Determine if two arrays are a rotated version of each other

Question

Similar question has been asked in JAVA, but can someone help me in improving the code: And explain what would be the time complexity and space complexity of my code. My code checks if two arrays are rotated version of each other:

list1 = [1, 2, 3, 4, 5, 6, 7]

list2b = [4, 5, 6, 7, 1, 2, 3]

is_rotation(list1, list2b) should return True.

list2c = [4, 5, 6, 9, 1, 2, 3]

is_rotation(list1, list2c) should return False.

My code:

def is_rotation (list1,list2):

    i = 0
    j = 0
    k = 0

    result = True

    if len(list1) != len(list2):
        return False  

    while i < len(list1) -1 and j < len(list1) -1:

        if list1[i] == list2[j]:
            i = i +1
            j = j +1
            break
        elif list1[i] > list2[j]:
            j = j +1
        else:
            i = i +1
    else:
        return False

    for l in range(i,len(list1)):

        if i == j:
            if list1[i] != list2[j]: 
                return False
        elif list1[i] != list2[j] or list2[i] != list1[k]:
            return False
        else:
            i = i +1
            j = j +1
            k = k +1

    return result

Answer 1

A bit hacky way:

def is_rotation(lst1, lst2):
    if(len(lst1)==len(lst2)):
        return (str(lst1)[1:-1] in str(lst2+lst2)) & (str(lst2)[1:-1] in str(lst1+lst1)) 
    else:
        return False

How does it work:

(1) check if both lists are of the same length, if not return False

(2) if they do, convert first list to string, drop the most outer brackets (by dropping first and last character- you can do any brackets there, not only square ones, it can be a tuple too).

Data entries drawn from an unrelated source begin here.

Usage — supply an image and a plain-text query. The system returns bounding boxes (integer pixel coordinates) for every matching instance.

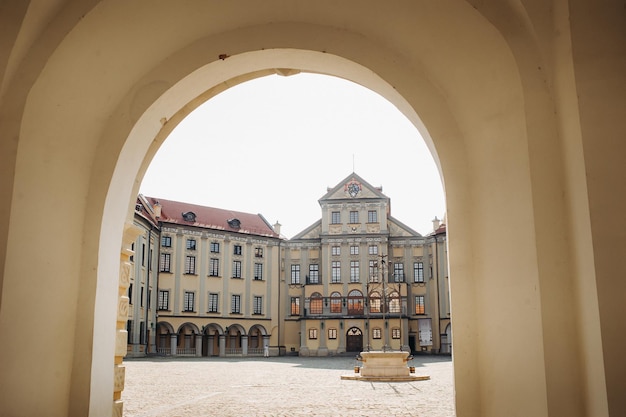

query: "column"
[170,333,178,356]
[196,333,202,356]
[220,334,226,356]
[241,335,248,356]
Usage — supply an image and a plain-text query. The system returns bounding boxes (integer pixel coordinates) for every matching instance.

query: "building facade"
[134,173,451,356]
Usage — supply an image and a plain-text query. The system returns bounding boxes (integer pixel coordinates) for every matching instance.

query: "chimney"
[433,216,441,232]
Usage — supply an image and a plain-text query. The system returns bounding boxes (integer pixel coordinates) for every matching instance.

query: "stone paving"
[122,356,455,417]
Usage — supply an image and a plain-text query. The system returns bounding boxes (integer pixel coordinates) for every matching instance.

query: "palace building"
[127,173,451,356]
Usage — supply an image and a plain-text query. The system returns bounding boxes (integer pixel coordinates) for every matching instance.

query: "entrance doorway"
[346,327,363,352]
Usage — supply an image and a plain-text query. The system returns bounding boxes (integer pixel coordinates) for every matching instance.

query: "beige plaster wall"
[0,0,626,417]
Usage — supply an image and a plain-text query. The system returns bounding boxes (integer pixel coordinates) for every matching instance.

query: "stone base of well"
[341,350,430,382]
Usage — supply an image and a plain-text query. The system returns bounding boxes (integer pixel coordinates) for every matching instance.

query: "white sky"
[140,74,445,238]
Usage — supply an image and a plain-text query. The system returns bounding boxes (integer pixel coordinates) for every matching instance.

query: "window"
[183,291,196,312]
[309,292,322,314]
[233,261,241,278]
[389,291,402,313]
[328,328,337,339]
[209,292,219,313]
[331,261,341,283]
[370,260,378,282]
[348,290,363,314]
[157,290,170,310]
[185,256,196,275]
[413,262,424,282]
[393,262,404,282]
[252,296,263,314]
[291,297,300,316]
[330,291,342,313]
[230,295,241,314]
[370,291,381,313]
[291,264,300,284]
[308,264,320,284]
[254,263,263,281]
[209,258,220,277]
[415,295,426,314]
[350,261,359,282]
[159,253,172,272]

(3) lst2+lst2 will return all the elements of lst2 duplicated in sequence (so one lst2 after another). Then converted to string it will just return its string format of list

(4) as per the comments- in order to handle the corner cases - we should check both ways, since if lst1 is rotated version of lst2 then lst2 is the rotated version of lst1

Tests

print(is_rotation([561, 1, 1, 1, 135], [1, 1, 1, 1, 1]))
#outputs False
print(is_rotation([[1,2,3,4], 2, 3, 4], [1, 2,3,4]))
#outputs False
print(is_rotation([1, 2, 3, 4, 5], [4, 5, 1, 2, 3]))
#outputs True

Answer 2

I though in another way to do this:

def is_rotation (list1,list2):
    if len(list1) != len(list2):
        return False

    for i in range(len(list1)):
        if list1[i:] + list1[:i] == list2:
            return True

    return False

1) Test if both have same length.

2) The loop will just rotate the list all the possibilities and check if in one of them both are equal..

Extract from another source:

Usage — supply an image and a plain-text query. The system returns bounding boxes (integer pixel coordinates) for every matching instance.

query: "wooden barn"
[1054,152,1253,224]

I don't know if this is the best way, but is simple to understand ;)

Answer 3

For a somewhat more explicit approach, you can generate all the rotations of a given list using itertools, one by one, with this:

import itertools as it
def get_rotations(lst1):
    foo = it.cycle(lst1)
    for y in range(len(lst1)):
        result = []
        for x in range(len(lst1)):
            result.append(next(foo))
        yield result
        next foo

Then you can do:

def is_rotated(L1, L2) -> bool:
    bar = get_rotations(L1)
    While True:
        try:
            if next(bar) == L2;
                return True
        except StopIteration:
                return False

Aside: I think this breaks all the traditional views on using exceptions to control the normal flow of program logic, however... It feels wrong, somehow (background in C++, where we were repeatedly told to never do this kind of thing.). Is it Pythonic?

Answer 4

You can use cycle from itertools to optimize the number of comparisons and avoid creating additional copies of the data. (i.e. O(1) space in O(n) time)

Here's an example of a function that will return the rotation offset if the two lists are a rotation of each other or None if they do not match. The logic will never need more than 2N comparisons to determine the offset.

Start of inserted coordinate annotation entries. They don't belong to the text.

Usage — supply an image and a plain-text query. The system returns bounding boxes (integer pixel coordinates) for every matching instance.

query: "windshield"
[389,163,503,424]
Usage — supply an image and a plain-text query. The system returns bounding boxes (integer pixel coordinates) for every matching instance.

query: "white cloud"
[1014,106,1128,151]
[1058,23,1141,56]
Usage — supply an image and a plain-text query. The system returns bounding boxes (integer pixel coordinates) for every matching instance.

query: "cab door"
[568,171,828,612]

from itertools import cycle
def getRotation(listA,listB):
    if len(listA) != len(listB): return None
    unmatched,offset = len(listA),0
    iterA,iterB      = cycle(listA),cycle(listB)
    a = next(iterA)
    while unmatched and offset<len(listA):
        b = next(iterB)
        if a==b:
            unmatched -= 1
            a = next(iterA)
        else:
            unmatched = len(listA)
            offset   += 1
    if unmatched: return None
    return offset

outpu:

list1 = [1, 2, 3, 4, 5, 6, 7]
list2b = [4, 5, 6, 7, 1, 2, 3]
print(getRotation(list1,list2b)) # 4 (rotation to the right)

You can adapt it to simply return True or False if needed.

It can also be easily adapted to check if a list can be produced by cycling over the other. (e.g. [2,3,1,2,3,1,2,3,1,2] can be produced by cycling [1,2,3]). I did not include that feature in the example to avoid confusing the issue.